La notizia con la quale inauguriamo il nuovo anno (ma non il nuovo decennio, a quanto pare: porgo le mie scuse al compagno Marco Ricompensa per aver sostenuto la tesi contraria, con veemenza tale da sovrastare i Fuck Buttons che a pochi metri di distanza facevano un casino della madonna) arriva dal Messico, e cavalca una linea molto sottile fra tragedia e farsa.

Vedo oggi su Al Jazeera (ma scopro che il New York Times se ne era occupato già all'inizio del 2007) che in un eco-parco dello stato di Hidalgo, circa ottanta km a nord di Città del Messico e circa un migliaio a sud del confine con gli Stati Uniti, territorio degli indios Hñahñu, grazie a fondi del governo centrale messicano viene organizzata una caminata nocturna unica nel suo genere: una scarpinata di quattro ore che simula nei minimi particolari quella dei migranti che attraversano a piedi e illegalmente la frontiera con gli States.

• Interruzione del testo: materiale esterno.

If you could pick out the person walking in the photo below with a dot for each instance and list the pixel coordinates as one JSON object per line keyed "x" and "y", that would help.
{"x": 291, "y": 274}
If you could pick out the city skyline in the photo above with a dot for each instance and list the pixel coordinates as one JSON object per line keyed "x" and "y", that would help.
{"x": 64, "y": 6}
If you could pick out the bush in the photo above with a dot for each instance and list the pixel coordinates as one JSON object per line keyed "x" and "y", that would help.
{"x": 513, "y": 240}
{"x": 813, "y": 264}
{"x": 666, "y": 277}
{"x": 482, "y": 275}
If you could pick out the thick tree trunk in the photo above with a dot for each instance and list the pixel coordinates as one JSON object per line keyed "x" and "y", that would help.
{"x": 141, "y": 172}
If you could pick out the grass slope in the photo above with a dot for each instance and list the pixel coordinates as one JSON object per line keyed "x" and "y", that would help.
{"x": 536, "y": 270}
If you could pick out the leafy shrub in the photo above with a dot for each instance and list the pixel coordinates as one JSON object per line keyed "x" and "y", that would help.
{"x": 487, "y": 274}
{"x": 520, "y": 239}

Ci sono le guide mascherate nelle mani delle quali metti la vita tua e della tua famiglia, ci sono i finti poliziotti americani cattivi, i finti colpi di pistola e chissà, magari anche le finte milizie di bravi cittadini che pattugliano le sponde del Rio Grande.

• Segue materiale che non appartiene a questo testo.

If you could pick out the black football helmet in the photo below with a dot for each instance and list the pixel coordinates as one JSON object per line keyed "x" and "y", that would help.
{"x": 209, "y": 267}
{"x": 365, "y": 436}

Il tutto a beneficio dei turisti, che pagano una quindicina di euro per il brivido, e hanno reso la traversata la maggiore attrazione del parco, nonostante cascate, rafting e bungalow con tetto in foglie di agave. Detta così, la distanza da quelli che si fermano a guardare gli incidenti stradali sembra minima, e il grottesco dietro l'angolo. Improbabile, inoltre, che la messa in scena sia stata organizzata con il fine non troppo nascosto di dissuadere i possibili migranti: chi si prepara a scappare non dovrebbe avere voglia e soldi da sprecare nelle prove generali, e non dovrebbe essere disposto a cambiare idea dopo una scampagnata con qualche gringo e qualche radical di città.

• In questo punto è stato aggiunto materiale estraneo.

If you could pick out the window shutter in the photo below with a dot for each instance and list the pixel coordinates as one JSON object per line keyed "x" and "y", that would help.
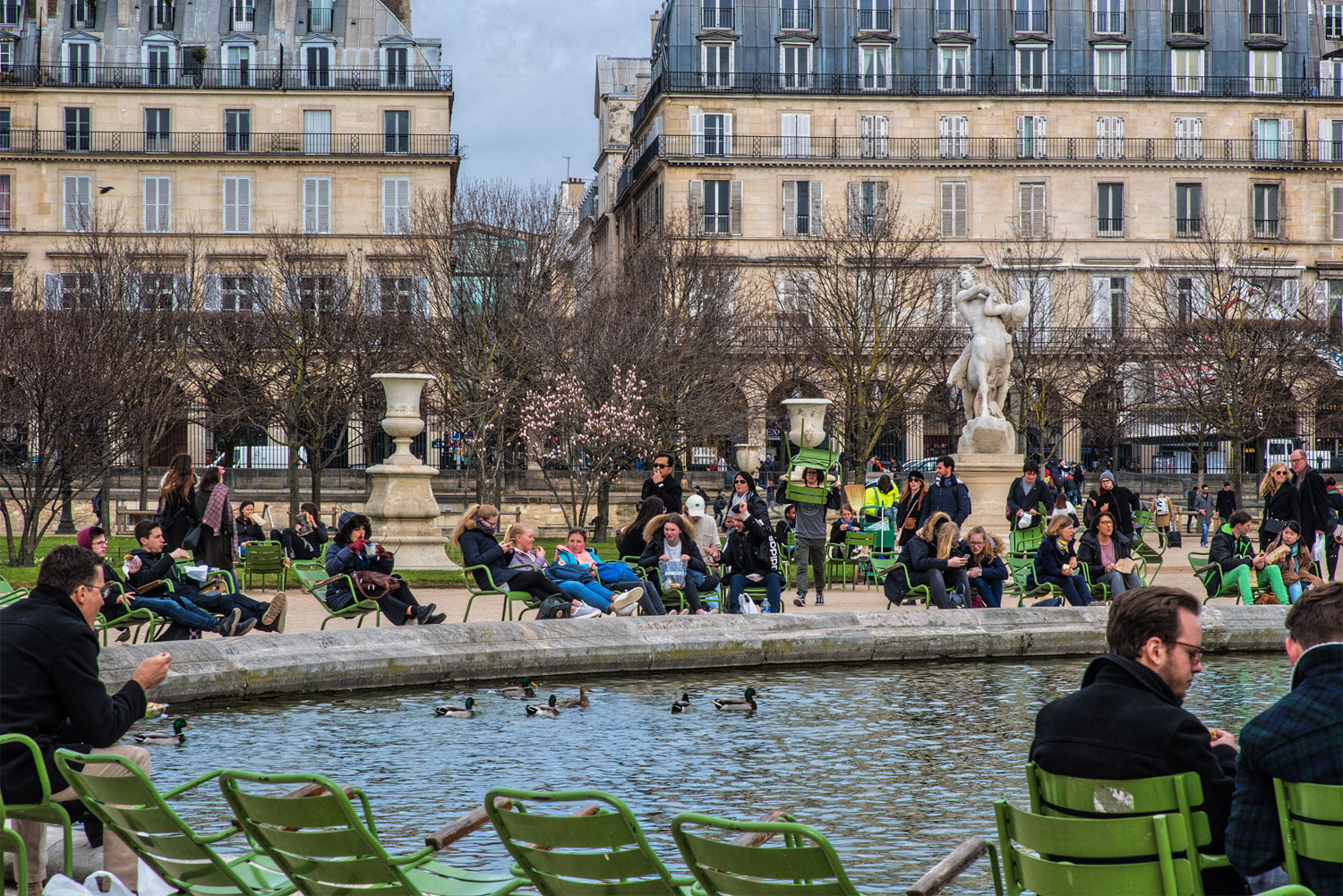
{"x": 735, "y": 220}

C'è una terza possibilità però, ed è quella dell'informazione e dell'omaggio. "L'idea," dice Poncho, una delle guide, "è di aumentare la consapevolezza della gente su ciò che devono sopportare i migranti. Esserlo non è certo fonte di orgoglio: abbandoniamo la nostra famiglia, la nostra lingua, la nostra terra. Perdiamo il nostro senso di comunità." Gli Hñahñu stessi ne sanno qualcosa: un terzo di loro vive ancora qui, gli altri due terzi oltre confine.
Così la caminata nocturna acquista effettivamente un senso, anche se forse ne avrebbe di più se organizzata dall'altra parte della frontiera, in Texas o in California. O se resa obbligatoria come gita scolastica. Ma l'intenzione resta buona, e la possibile applicazione ad altre realtà simili molto affascinante: non augureremmo forse la tratta Tripoli-Lampedusa (comprensiva di: un paio di anni per attraversare il Sahara; detenzione con botte, stupro e lavori forzati nei campi di prigionia libici; internamento in un CIE per "consentire accertamenti sull'identità di persone trattenute in vista di una possibile espulsione" o, a scelta, respingimento in mare aperto) a Bossi, Maroni, Calderoli, Salvini, Cota, Borghezio e a tanti leghisti non necessariamente dichiarati, di destra e di sinistra, con i quali abbiamo a che fare ogni giorno?
Anche finta, con le onde marine simulate come nei parchi acquatici e un calabrese a fare il maresciallo libico, ma sai che spasso?